Question

How do you simplify `Tan(sec^-1(u))`?

Answer 1

`y/x`

Explanation:

Trigonometric functions of an angle can be thought of as ratios of the sides of a triangle and its inverse functions are functions of a ratio of that triangle that return an angle.

Let there be a right triangle with vertical leg `y`, horizontal leg `x` and hypotenuse `r`.
Let an angle `theta` be defined as the angle formed from the intersection of `x` and `r` measured counter-clockwise.
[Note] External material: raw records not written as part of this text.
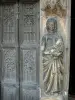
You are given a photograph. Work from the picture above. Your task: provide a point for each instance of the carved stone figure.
(52, 52)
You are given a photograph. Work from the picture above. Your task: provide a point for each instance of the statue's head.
(51, 25)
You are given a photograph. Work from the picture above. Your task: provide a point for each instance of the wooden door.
(19, 51)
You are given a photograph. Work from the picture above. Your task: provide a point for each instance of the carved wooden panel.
(28, 23)
(9, 24)
(10, 92)
(9, 66)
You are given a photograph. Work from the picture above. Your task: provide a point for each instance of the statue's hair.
(54, 21)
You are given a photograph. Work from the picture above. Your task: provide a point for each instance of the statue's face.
(50, 27)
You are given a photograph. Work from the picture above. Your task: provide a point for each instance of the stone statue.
(52, 52)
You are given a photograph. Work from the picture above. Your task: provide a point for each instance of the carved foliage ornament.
(54, 7)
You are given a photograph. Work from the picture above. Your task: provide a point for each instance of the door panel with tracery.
(19, 50)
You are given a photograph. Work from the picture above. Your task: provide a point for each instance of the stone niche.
(55, 26)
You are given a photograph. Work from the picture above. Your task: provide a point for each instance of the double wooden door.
(19, 51)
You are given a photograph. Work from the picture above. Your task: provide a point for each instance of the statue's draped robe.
(53, 69)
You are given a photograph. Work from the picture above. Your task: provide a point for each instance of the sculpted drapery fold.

`sec(theta) = 1/cos(theta) = r/x`
so `sec^-1(u)=sec^-1(r/x)=theta`
The problem now becomes `tan(theta)`.

We know that `tan(theta)=sin(theta)/cos(theta)=(y/cancel(r))/(x/cancel(r))` = `y/x`

Answer 2

see below

Explanation:

Let `sec^-1(u)` be equal to some `theta`.
Thus,
`sec theta=u`
Squaring both sides,we get,
`sec^2 theta=u^2`
`tan^2theta+1`=`u^2` [we know,`tan^2theta+1=sec^2 theta`]
Thus,
`tan theta=+-sqrt(u^2-1)`

Getting back to the original question,we have,
`tan(sec^-1(u))` which on simplification gives,
`tan theta` which is equal to `+-sqrt(u^2-1)`